Dramatic increases in energy and raw material costs drove up kaolin prices. Prices went up by $15-$30/ton in mid-2006, depending on location and grade. An energy surcharge was introduced late last year. Additional increases of 3-5% are projected for 2006.
Imerys introduced Contour Xtreme kaolin for the global paper industry at the TAPPI Coating conference last April in Toronto. The fine platy pigment provides synergy with carbonates, combining the benefits of platy clays and fine glossing clays. The shape-engineered kaolin is produced from Middle Georgia crudes.

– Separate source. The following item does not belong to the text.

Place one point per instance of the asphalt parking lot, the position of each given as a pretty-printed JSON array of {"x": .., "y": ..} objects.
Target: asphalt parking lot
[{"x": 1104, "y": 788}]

Calcium carbonate energy surcharges were also introduced. Increases amounted to $3-$15/ton, depending on grade. Calcium carbonate price hikes generally track inflation and energy cost increases.
Prices for a wide variety of specialty products also rose in 2005. Prices for paper colorants, pigments and process chemicals went up by an average of 8% last year.
NanoQuebec and the Pulp and Paper Research Institute of Canada have signed an agreement targeting the development of nanotechnology applications for the forestry sector. Paprican sees nanotechnology development as one of the keys in improving the competitiveness of the Canadian forestry sector in very challenging world markets.
Under the agreement, the two organizations will bring together their networks of relationships. Both NanoQuebec and Paprican have strategic links with universities, industry, and government. In addition, Paprican will involve its sister institutes, Forintek and the Forest Engineering Research Institute of Canada.
With an initial time frame of three years, the agreement aims to optimize the impact of nanotechnology on the forestry sector and to reinforce the competitive position of the key companies in the sector.
Joe Piccione is editor of Camford Chemical Report, a weekly newsletter on Canada’s processing industries, as well as the editor of CHEM! Materials, Processing & Control, a quarterly magazine focusing on process equipment and instrumentation.
Joe has more than 20 years experience tracking developments in pulp and paper technologies and analyzing trends in chemical supply, demand and prices.